Ce principe, renforcé par le décret législatif n° 184/2025 (en vigueur depuis le 1er janvier 2026), s'applique à un large éventail de mesures d'incitation. L'arrêté ministériel du 18 juin 2025 a énuméré des mesures essentielles telles que :

  • Contrats de Développement
  • Nuova Sabatini
  • Financements pour startups innovantes (ex. "Smart & Start")

Le véritable risque est donc stratégique : affronter seul les conséquences d'une catastrophe, en mettant en péril la continuité et la survie même de votre entreprise. L'impact est énorme : cette étude sur le changement climatique et les assurances montre des dommages de plus de 300 milliards d'euros en 50 ans en Italie.

Les étapes pratiques pour vous mettre en règle

L'adaptation est un processus stratégique. Voici les étapes à suivre :

  1. Contactez votre courtier ou votre association professionnelle. Ne commencez pas par un comparateur en ligne. Un professionnel de confiance peut analyser les polices existantes, vous aider à évaluer correctement les biens et négocier les meilleures conditions. Les associations (Confcommercio, CNA, etc.) proposent souvent des polices collectives avantageuses.
  2. Vérifiez les conditions de la police. Les compagnies d'assurance ont une "obligation de contracter", elles ne peuvent pas refuser de vous assurer. Toutefois, vérifiez les détails : la franchise ne peut pas dépasser 15 % du dommage, et le plafond de garantie doit couvrir la valeur de reconstruction à neuf. Les polices existantes peuvent être adaptées à la prochaine échéance utile.
  3. Souscrivez ou ajustez le contrat.

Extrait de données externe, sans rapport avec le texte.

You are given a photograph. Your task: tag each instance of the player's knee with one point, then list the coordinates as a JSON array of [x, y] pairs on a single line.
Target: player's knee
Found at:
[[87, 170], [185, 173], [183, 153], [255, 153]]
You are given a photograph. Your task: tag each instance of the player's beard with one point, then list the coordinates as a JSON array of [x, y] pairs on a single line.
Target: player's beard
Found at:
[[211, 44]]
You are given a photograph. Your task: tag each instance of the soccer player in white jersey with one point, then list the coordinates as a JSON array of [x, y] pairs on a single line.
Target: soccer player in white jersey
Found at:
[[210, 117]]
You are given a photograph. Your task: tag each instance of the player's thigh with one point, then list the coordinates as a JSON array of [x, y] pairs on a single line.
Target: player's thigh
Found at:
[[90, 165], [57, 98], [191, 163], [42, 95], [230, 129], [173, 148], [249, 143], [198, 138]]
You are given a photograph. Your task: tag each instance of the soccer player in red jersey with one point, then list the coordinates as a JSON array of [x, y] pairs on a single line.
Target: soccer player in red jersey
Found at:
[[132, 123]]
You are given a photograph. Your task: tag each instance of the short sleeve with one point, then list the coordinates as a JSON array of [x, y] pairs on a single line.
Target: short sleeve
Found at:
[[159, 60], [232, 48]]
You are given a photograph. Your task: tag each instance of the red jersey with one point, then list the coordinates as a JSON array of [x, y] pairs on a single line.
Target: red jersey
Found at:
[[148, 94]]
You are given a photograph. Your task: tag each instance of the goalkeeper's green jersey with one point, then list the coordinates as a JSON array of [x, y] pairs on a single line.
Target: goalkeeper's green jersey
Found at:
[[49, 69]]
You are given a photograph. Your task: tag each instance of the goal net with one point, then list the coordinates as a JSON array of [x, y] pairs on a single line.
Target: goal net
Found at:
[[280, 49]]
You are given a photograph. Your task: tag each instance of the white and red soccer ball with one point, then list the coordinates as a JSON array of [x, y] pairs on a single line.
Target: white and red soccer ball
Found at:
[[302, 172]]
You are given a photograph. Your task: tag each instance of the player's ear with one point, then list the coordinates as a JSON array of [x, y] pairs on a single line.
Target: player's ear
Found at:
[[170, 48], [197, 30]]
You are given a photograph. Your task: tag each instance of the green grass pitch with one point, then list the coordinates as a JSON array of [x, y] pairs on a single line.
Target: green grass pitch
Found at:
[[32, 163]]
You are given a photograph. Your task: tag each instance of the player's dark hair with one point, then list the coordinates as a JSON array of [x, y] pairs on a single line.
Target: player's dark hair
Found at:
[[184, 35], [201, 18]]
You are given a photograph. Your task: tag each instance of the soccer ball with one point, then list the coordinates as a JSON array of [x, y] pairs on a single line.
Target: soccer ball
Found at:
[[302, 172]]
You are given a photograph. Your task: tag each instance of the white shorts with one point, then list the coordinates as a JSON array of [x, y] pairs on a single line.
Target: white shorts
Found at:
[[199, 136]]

Une fois la meilleure solution choisie, procédez à la souscription. Rappelez-vous que c'est une décision cruciale qui protège la valeur physique de votre entreprise, ce qu'on appelle le capital d'exploitation.

Quand cette obligation ne s'applique pas à toi

En réalité, cette obligation ne s'applique pas si votre entreprise ne possède pas les immobilisations corporelles visées par la loi. Cela concerne principalement :

  • Entreprises purement digitales ou SaaS qui ne possèdent pas de bâtiments, d'installations ou d'équipements industriels.
  • Cabinets professionnels (avocats, experts-comptables, consultants) non structurés en entreprise.
  • Travailleurs indépendants non inscrits au Registre des Entreprises.

Si votre entreprise relève de ces catégories, l'obligation ne s'applique pas concrètement, puisqu'elle ne dispose pas de biens matériels à assurer au sens de l'article 2424 du Code civil.

Points clés à retenir

L'obligation d'assurance contre les risques catastrophiques est une réalité. Voici ce que vous devez garder à l'esprit :

  • Vérifiez l'obligation : Si votre entreprise est inscrite au Registre des Entreprises et possède des biens physiques (bâtiments, installations, équipements), vous êtes très probablement soumis à l'obligation.
  • Vérifiez votre échéance : Les dates varient selon la taille et le secteur. Identifiez la vôtre pour éviter d'être pris au dépourvu.
  • Agissez maintenant : Contactez votre conseiller en assurance ou votre association professionnelle pour analyser les options et choisir la couverture la plus adaptée.
  • Comprenez les risques : Le non-respect de cette obligation n'entraîne pas une amende, mais l'exclusion totale des aides publiques en cas de sinistre, une conséquence potentiellement fatale pour votre activité.

Conclusion

L'obligation d'assurance contre les risques catastrophiques représente bien plus qu'une simple formalité. C'est un investissement stratégique dans la résilience et la continuité de votre entreprise dans un contexte de risques environnementaux croissants. Aborder cette échéance avec conscience et planification vous met non seulement en conformité avec la loi, mais protège concrètement la valeur que vous avez construite.

Ce changement de réglementation est un élément fondamental pour une analyse du bilan par ratios précise, car il introduit une nouvelle variable de risque et de coût à gérer.

N'attendez pas la dernière minute. Agir dès maintenant, c'est transformer une obligation en une opportunité pour rendre votre entreprise plus forte et plus sûre pour l'avenir.